Earlier this week, the truce between the MS-13 and the 18th Street Gang in El Salvador reached the 100-day mark. The truce has reduced homicides from approximately 14 to 5 per day. In recent weeks, that number has climbed a bit to 7.
The truce provides an important opportunity to reduce overall levels of violence in El Salvador. While most of the reporting is on whether 60,000 or so gang members can change, the truce won't stick if we are just asking the men and women who are members of gangs to change.
The state needs to change and make reforms that move its public security institutions away from mano dura and super man dura. The policies were critical to the expansion of gang-related crime. (I will have more on this at Al Jazeera probably this weekend).
If death squads that are eliminating gang member and former gang members continue to operate with impunity in El Salvador, the truce is bound to fail. If police continue to abuse gang members, whether they are in the process of arresting them or just harassing them, the truce is unlikely to hold. As long as prison conditions remain inhumane and authorities keep rounding up young men and women, the truce is unlikely to hold.
Finally, US foreign policy towards El Salvador, including economic, immigration, and security assistance, needs to change. El Salvador needs foreign direct investment and jobs. American businesses should be encouraged to invest in El Salvador to take advantage of the Millennium grants and the US' Partnership for Growth.
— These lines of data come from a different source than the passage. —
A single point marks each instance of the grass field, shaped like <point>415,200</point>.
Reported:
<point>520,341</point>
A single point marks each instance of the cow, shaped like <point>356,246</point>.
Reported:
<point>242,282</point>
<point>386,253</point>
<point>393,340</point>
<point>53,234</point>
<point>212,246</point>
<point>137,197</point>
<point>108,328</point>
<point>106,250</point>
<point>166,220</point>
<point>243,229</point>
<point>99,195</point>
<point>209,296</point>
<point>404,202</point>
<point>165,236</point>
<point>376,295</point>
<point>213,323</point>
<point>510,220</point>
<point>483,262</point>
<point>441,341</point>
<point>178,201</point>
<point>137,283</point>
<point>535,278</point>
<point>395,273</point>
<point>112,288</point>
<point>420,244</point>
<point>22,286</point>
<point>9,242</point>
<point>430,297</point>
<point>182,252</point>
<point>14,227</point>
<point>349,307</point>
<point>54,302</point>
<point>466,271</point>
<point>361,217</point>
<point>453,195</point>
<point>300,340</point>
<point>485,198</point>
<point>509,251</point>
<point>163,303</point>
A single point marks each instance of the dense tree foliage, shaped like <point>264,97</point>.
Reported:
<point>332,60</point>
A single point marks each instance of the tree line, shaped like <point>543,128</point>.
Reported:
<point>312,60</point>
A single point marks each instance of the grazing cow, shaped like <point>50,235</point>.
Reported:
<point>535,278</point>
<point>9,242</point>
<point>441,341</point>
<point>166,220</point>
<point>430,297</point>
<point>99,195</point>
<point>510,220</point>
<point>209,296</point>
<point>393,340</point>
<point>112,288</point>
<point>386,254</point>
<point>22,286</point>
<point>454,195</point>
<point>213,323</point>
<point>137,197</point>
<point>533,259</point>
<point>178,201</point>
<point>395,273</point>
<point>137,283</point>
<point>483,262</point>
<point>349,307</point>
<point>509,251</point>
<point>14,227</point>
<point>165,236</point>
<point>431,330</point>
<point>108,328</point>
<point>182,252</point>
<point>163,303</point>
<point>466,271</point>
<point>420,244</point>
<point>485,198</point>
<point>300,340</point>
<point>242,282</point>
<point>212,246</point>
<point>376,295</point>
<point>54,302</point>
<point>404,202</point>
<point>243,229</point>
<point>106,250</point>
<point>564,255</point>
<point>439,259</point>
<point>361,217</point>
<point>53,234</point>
Businesses or politicians that redirect investment to El Salvador should not come under political attack.
President Obama's decision to withhold deportation of hundreds of thousands of undocumented immigrants is a good start, but won't substitute for the passage of comprehensive immigration reform that provides a path to citizenship for most of those living in the US illegally. President Obama could move to make TPS for Salvadorans permanent instead of two year extensions that look like they will go on forever.
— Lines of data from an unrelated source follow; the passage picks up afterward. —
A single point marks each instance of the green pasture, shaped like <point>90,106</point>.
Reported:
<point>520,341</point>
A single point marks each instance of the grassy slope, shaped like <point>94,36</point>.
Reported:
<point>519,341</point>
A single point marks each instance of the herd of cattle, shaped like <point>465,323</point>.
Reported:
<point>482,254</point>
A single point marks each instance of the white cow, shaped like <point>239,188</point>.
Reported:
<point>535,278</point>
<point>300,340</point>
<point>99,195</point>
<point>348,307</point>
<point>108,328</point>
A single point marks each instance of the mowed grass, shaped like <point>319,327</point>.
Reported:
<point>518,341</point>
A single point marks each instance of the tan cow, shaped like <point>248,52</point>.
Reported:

Finally, the US needs to change its security assistance / approach to El Salvador - more financial and human resources need to be dedicated to gang prevention, rehabilitation and reintegration strategies. The US could provide more support to the country's criminal justice system. Perhaps, at this time, there could be a serious discussion as to how to better assist gang members who want to leave the violence behind. Historically, it doesn't look like the US and Salvadoran governments have been able to deal effectively with gang members who want out or those who have gotten out.
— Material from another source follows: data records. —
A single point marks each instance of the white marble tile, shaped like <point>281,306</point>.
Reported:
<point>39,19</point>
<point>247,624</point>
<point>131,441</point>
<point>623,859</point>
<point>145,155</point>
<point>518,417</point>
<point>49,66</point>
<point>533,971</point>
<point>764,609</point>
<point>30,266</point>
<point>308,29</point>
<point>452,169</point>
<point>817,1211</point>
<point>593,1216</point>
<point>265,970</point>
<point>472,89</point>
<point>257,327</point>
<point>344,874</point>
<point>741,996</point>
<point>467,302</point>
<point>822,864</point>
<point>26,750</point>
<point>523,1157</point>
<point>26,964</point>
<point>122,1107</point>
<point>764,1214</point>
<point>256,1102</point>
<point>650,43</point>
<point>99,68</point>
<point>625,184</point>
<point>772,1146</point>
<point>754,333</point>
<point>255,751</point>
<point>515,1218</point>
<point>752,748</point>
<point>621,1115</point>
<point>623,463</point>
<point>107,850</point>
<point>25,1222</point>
I don't expect all 60,000 gang members in El Salvador to miraculously change their lives around. How do we assist those that do (10k, 20k, 30k?)? Experience has shown that many are going to fail on their first effort at transforming their lives. Are Salvadoran and US authorities ready to work with these young men and women, some not so young, so that as many as possible can turn their lives around?
So just to be clear, the truce gives the gang members a chance to reclaim lives of dignity for themselves and their families. However, it's not just the gang members that need to change. US policy and the Salvadoran state and people also need to change. They are getting a second chance as well.